Le streaming peut-il être interdit ? La nouvelle lubie culturelle de Nicolas Sarkozy est profondément
ancrée dans le web français. Interdire et surveiller le streaming ne
sera pas une mince affaire.
Le streaming est devenu le nouveau
cheval de bataille de Nicolas Sarkozy dans sa quête de défense des
auteurs contre les pirates. "Les sites de streaming illégal font des
ravages.
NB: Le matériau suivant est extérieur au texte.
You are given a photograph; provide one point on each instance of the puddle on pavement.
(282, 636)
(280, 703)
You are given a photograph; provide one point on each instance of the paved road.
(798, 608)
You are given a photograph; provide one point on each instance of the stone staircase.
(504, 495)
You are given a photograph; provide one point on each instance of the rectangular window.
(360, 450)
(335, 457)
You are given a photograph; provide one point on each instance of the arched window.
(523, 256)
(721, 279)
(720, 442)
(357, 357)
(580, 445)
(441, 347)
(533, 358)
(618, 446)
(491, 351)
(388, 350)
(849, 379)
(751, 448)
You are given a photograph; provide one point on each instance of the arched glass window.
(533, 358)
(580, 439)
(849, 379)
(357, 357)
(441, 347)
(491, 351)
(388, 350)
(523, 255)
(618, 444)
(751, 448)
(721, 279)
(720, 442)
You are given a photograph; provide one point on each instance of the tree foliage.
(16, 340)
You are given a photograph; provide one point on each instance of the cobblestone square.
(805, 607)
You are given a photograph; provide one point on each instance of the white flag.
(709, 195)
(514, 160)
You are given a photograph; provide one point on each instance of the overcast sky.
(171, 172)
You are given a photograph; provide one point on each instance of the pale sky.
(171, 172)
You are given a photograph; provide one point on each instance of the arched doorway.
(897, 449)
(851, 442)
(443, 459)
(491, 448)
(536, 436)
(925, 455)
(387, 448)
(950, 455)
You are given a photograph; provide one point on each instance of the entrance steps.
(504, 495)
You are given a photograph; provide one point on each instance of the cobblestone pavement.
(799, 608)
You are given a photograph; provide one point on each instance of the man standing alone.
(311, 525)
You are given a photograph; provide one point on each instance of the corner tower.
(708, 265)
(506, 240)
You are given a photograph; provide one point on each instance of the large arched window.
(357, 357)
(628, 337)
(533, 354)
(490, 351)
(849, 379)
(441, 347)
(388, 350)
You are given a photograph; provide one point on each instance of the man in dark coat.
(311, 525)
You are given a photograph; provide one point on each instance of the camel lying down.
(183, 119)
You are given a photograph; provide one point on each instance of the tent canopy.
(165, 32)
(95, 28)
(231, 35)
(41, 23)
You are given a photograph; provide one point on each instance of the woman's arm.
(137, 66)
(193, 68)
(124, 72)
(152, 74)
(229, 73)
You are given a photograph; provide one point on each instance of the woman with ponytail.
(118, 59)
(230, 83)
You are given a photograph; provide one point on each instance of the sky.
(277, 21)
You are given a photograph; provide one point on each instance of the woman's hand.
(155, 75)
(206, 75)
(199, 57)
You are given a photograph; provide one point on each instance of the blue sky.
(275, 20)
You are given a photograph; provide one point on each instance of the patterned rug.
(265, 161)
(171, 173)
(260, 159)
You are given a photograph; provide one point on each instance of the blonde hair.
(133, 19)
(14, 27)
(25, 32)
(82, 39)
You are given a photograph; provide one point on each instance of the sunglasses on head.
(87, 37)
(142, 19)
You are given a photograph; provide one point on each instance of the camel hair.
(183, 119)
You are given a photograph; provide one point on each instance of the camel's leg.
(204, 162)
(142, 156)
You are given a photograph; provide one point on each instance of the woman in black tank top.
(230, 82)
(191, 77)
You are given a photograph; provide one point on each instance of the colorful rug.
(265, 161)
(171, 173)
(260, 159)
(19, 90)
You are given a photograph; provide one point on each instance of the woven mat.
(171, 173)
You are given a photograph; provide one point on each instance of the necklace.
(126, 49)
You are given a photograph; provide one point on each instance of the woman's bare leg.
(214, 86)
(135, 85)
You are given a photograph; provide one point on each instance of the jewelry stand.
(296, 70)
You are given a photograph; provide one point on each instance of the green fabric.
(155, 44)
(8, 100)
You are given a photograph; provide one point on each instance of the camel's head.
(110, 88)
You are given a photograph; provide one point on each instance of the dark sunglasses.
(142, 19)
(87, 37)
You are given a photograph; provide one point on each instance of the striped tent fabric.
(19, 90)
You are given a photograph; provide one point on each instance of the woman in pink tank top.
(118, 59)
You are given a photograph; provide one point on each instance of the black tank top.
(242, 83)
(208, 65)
Il faut les combattre !", s'est-il enflammé à Avignon.
Une "commande très claire", selon son ministre de l'Economie
numérique, Eric Besson, qui souhaite s'attaquer au problème, même si "ça ne va pas se faire dans la facilité".
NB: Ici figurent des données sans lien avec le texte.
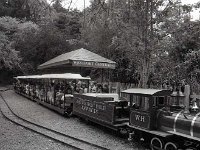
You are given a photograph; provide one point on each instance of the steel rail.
(47, 132)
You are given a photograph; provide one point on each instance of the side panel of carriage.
(101, 110)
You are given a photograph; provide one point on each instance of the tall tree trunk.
(144, 75)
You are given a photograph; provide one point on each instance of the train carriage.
(50, 90)
(147, 114)
(105, 109)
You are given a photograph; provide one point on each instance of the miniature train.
(146, 114)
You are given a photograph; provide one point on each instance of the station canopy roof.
(79, 58)
(148, 92)
(55, 76)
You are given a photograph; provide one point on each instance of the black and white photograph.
(99, 74)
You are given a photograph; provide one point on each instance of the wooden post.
(187, 97)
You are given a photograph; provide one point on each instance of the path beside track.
(14, 137)
(71, 126)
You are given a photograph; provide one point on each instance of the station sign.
(93, 64)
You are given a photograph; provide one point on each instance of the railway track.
(49, 133)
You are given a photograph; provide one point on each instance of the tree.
(8, 55)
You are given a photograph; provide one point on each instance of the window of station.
(140, 102)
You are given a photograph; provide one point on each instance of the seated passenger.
(59, 96)
(93, 88)
(99, 88)
(105, 88)
(79, 89)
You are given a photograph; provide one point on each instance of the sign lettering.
(89, 63)
(139, 118)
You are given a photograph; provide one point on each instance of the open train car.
(54, 91)
(105, 109)
(152, 121)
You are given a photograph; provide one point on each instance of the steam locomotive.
(147, 115)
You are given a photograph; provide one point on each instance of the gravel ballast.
(71, 126)
(14, 137)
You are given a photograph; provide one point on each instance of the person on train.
(79, 89)
(92, 87)
(99, 88)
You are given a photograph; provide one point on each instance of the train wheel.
(156, 144)
(171, 146)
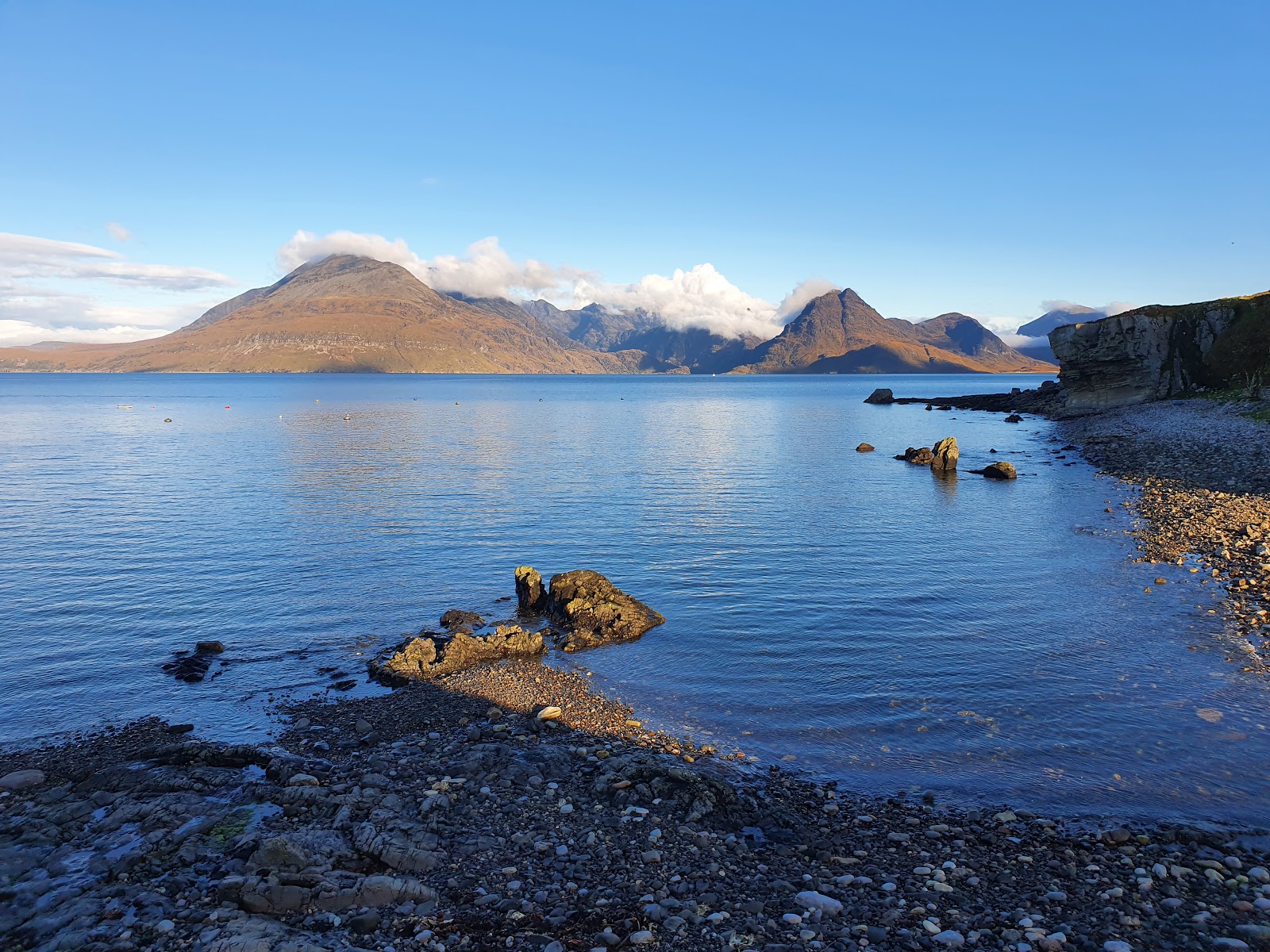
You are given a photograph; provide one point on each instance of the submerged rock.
(457, 619)
(530, 593)
(596, 612)
(433, 655)
(944, 455)
(918, 456)
(1001, 471)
La mission pourrait incomber à la Haute autorité pour la diffusion
des oeuvres et la protection des droits sur Internet (Hadopi). "Hadopi
sera appelée à élargir son champ de réflexion et à modifier certaines de
ses méthodes et de ses procédures", fait valoir le ministre de la
Culture, Frédéric Mitterrand, lors du Buzz Média Orange-Le Figaro.
"Acte de représentation" contre "acte de consultation"La Haute autorité s'est d'ailleurs déjà interrogée, en septembre
dernier, sur "un encadrement juridique du streaming". Dans ses
conclusions, l'Hadopi estime que si une plate-forme propose en streaming
une œuvre protégée sans autorisation de l'ayant droit, elle s'expose à
des poursuites pour contrefaçon. De même, si un internaute met à
disposition une œuvre protégée sur une plate-forme de streaming, il
encourt une sanction pour contrefaçon.
Toutefois, quid de l'internaute qui consulte uniquement ? "Le débat
est ouvert et complexe", estime l'avocat Me Eolas. "Juridiquement, le
streaming constitue un acte de représentation d'une œuvre. Si cette
œuvre est protégée, alors cela me semble illégal", note l'avocat.
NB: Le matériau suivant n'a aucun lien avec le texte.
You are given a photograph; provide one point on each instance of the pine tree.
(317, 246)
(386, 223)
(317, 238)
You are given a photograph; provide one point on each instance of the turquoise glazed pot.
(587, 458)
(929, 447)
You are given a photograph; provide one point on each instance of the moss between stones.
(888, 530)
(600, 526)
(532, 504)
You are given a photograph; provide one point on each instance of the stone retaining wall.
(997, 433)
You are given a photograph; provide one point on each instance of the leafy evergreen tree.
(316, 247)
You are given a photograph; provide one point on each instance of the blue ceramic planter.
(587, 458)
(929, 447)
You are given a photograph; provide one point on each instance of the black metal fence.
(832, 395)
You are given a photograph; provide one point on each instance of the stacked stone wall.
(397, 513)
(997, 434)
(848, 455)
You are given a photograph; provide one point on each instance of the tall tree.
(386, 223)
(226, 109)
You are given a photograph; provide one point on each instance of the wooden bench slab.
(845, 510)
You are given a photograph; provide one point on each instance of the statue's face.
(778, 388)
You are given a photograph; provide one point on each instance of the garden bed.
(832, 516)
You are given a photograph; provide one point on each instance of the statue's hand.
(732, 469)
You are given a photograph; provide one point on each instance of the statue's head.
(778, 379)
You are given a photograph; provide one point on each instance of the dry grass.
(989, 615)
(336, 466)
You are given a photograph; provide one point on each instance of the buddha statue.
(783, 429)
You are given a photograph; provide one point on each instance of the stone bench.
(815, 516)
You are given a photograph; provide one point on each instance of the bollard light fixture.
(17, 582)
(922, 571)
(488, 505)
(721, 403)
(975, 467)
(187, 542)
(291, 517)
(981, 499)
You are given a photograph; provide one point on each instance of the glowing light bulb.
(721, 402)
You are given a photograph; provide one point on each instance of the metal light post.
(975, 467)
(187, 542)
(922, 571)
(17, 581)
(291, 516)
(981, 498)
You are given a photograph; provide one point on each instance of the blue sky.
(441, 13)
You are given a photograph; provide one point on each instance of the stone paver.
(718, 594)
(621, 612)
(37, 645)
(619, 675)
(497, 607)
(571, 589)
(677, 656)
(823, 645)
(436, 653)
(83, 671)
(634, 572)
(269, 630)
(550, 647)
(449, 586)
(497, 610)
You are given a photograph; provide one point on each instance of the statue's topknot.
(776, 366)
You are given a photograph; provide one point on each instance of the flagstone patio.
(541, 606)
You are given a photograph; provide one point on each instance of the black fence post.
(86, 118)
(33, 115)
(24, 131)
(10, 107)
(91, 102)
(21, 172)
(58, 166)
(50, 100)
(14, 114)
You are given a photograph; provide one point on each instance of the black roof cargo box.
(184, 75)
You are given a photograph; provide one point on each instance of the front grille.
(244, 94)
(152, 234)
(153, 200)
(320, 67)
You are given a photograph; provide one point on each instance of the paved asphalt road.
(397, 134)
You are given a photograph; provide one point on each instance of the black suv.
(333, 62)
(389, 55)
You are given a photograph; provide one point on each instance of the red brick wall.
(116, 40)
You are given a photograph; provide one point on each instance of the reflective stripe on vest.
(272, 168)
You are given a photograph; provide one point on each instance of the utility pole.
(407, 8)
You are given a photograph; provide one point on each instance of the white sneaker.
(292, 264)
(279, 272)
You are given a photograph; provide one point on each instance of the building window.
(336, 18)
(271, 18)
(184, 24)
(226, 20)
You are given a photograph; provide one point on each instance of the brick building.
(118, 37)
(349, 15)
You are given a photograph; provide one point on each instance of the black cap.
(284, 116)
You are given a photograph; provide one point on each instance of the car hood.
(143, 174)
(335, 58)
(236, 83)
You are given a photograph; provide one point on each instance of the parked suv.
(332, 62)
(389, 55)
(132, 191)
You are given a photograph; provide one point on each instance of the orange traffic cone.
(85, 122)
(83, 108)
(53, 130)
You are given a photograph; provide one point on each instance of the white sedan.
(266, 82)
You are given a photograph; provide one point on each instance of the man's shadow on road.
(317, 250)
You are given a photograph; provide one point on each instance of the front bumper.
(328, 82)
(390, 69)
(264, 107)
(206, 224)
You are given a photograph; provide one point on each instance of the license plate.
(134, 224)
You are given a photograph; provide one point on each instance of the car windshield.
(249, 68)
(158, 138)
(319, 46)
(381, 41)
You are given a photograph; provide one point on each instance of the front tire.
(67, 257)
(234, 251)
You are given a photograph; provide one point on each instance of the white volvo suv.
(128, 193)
Un avis que ne partage pas Christope Alleaume, directeur de
l'atelier de réflexion de l'Hadopi sur la propriété intellectuelle : "Il
faut distinguer d'un côté une proposition d'accès à un contenu et de
l'autre une réception. Si cette proposition d'accès est illicite, cela
ne veut pas forcément dire que la réception l'est. On peut considérer
que l'internaute accède à un contenu illicite dans un cadre strictement
privé, cela pourrait être vu comme un simple acte de consultation".
La question de la preuveOutre le débat sur la légalité du streaming, "reste le problème
d'établir la preuve", souligne Me Eolas. Pour surveiller le
téléchargement illégal en peer-to-peer, il suffit à l'Hadopi de relever
les adresses IP identifiant les internautes. "Pour le streaming, le seul
moyen serait d'espionner et d'intercepter tous les internautes français
qui se connectent à des sites de streaming étrangers", explique
l'avocat. "Cela revient à mettre en place une immense surveillance du
web, via les mêmes techniques que les régimes syrien ou iranien."
L'idée de "filtrer" les sites de streaming fait elle aussi son
chemin. Elle consisterait à bloquer tout accès à des sites identifiés,
après une demande des ayants droit auprès du tribunal de grande
instance. Un outil qui pourrait être utilisé "sans tarder", selon le
site Electron Libre. Reste que la méthode sera aisément contournable
avec les sites miroirs, copies exacte d'un site existant.
Pour Me Eolas, "la seule solution, c'est la surveillance". Une
surveillance coûteuse, tout comme l'Hadopi, "qui ne sert qu'à protéger
des intérêts privés et commerciaux", s'enflamme l'avocat. "Il n'est
toujours pas prouvé que le téléchargement illégal ait une incidence sur
les industries de la culture. Il suffit de regarder le chiffre
d'affaires du cinéma français. C'est hallucinant de voir une industrie
qui s'attaque à sa propre clientèle", martèle-t-il.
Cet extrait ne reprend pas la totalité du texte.